How to Stop the Over-Regulation of Street Vendors
There probably isn't a more ideal place to be a street vendor than New York City. The density, huge population, high pedestrian concentration – all of these factors combine to make the city an almost perfect place to sell hot dogs or watches or handbags. But unless you're already a street vendor, the chances of becoming one are extremely low.
"With a legislative cap of only 853 licenses [for general merchandise], and a waiting list of thousands, the chance of obtaining a license at this time is unlikely," according to this informational sheet [PDF] from the city. Food vending permits are capped at about 5,100, and there are similarly long waiting lists to obtain these highly valuable permits.
According to the advocacy and industry group the Street Vendor Project at the Urban Justice Center, there are upwards of 20,000 vendors in the city, and maybe even more. Because of the shortage of permits and the difficulty of obtaining the ones there are, the majority of street vendors operate illegally.
This creates problems for the vendors – often low-income immigrants with few options for employment. These vendors run a high risk of being ticketed or shut down by city officials, and many of them have been. According to a recent study by researchers at the University of Wisconsin-Madison, more than 25,000 tickets are written to street vendors every year. The fines associated with those tickets can run as high as $1,000.
The report notes that as these fines build up, they can become oppressively expensive for vendors, even those with legitimate permits to operate. And while it makes sense to regulate vendors who may be serving food under unsafe conditions, the report found that most of the fines were levied for minor infractions unrelated to health and safety.
"You've got to be 10 feet from a crosswalk, less than 18 inches from the curb, your tables have to be 8 feet by 3 feet, you've got to be 20 feet from any building entrance, your permit has to be visible at all times," says Sean Basinski, director of the Street Vendor Project, which represents about 1,400 member vendors. "I could go on and on."

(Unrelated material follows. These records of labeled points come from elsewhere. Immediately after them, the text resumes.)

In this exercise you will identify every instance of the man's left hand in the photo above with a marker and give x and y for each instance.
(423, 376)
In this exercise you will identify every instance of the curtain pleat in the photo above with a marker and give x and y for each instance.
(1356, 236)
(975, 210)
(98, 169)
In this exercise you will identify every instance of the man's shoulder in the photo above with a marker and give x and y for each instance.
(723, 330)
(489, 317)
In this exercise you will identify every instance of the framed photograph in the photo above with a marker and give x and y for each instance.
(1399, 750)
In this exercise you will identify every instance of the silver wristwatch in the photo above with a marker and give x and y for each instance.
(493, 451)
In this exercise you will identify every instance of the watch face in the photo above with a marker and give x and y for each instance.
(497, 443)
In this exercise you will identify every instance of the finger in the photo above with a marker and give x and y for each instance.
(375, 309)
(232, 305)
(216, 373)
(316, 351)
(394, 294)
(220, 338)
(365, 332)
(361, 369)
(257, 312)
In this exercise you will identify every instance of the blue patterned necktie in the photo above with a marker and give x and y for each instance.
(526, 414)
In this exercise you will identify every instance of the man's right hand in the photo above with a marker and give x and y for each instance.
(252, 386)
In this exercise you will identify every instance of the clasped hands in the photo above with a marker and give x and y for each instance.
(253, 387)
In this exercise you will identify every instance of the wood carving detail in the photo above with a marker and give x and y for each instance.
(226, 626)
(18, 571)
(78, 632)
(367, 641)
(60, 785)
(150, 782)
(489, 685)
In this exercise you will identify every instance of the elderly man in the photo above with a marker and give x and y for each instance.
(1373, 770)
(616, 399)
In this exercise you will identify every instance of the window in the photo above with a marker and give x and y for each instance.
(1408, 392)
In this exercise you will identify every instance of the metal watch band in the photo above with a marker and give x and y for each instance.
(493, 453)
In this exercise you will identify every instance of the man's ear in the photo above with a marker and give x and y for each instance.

Basinski, himself a former street vendor, says these regulations are overwhelmingly the focus of fines and tickets, and that the tickets often build up to a point where even licensed vendors can't pay. When they don't pay, their licenses can't be renewed.
This is also a problem for the city. According to the report, the more expensive the fines are, the less likely vendors are to pay them. Fines over $400 were paid only 25 percent of the time. Fines over $800 were paid only 7 percent of the time. Of the $15.8 million in vending fines levied by the city in 2009, $14.9 million were not paid. With the cost of enforcing vending rules totaling $7.4 million that year, fining vendors literally cost the city millions of dollars.
For the past few years, the Street Vendor Project has been pushing for the city to reduce the fines it levies, arguing that lower fines have a greater likelihood of being paid. A city council motion to reduce the maximum fine from $1,000 to $250 stalled in committee in April.
"All the politicians love to say how they love small businesses but there's not so much respect for street vendors," says Basinski. "It's important to see vendors as a part of the small business community."
Historically, they have been. Major retailers like Macy's and Bloomingdale's started out as street vendors. "Street peddler" was even an official occupation tracked by the U.S. Census until 1940, according to Alfonso Morales, an urban planning professor at the University of Wisconsin and co-author of the report on fines in New York City. He agrees with Basinski that vending should be considered a valid starting point for businesses, and that more should be done to encourage it. In the report, he argues that lowering fines would not only increase revenue for the city but also improve chances for vendors to grow their businesses.
"City officials are usually only looking at things cross-sectionally, not longitudinally. They're not considering that over the long run small investments that people make in themselves and their families can sometimes turn into large paybacks in entrepreneurial activities," says Morales. "Not always; small businesses fail all the time. But sometimes they pay great dividends."
But it's not just about lowering fines. "These are folks who add life to cities. And cities can find ways to comprehend them and their purposes and integrate them more completely into the city's larger purposes," Morales says. "There's a variety of ways that commerce can occur on the street, and it think that cities should clearly be interested in encouraging across that spectrum."
That means getting the city more involved in working with vendors, according to Basinski. He says cities like New York need to use their business development arms to do more to help vendors understand the rules and to develop their vending operations into sustainable and even expandable businesses.
"A city that has the money and has the resources to do it should be doing it," Basinski says.
In the meantime, his own organization is taking on these tasks, working with vendors to better understand how to work within the city's regulations and to improve their business standards. He's even partnering with other street vending associations all over the continent to form the Street Vendors Association of North America, an advocacy group aimed at helping vendors in other cities secure their rights and function as legitimate businesses.
"That's going to be good for the city," says Basinski. "It's going to get vendors to comply with the rules, and it's hopefully going to let vendors grow their businesses. And that grows the tax base."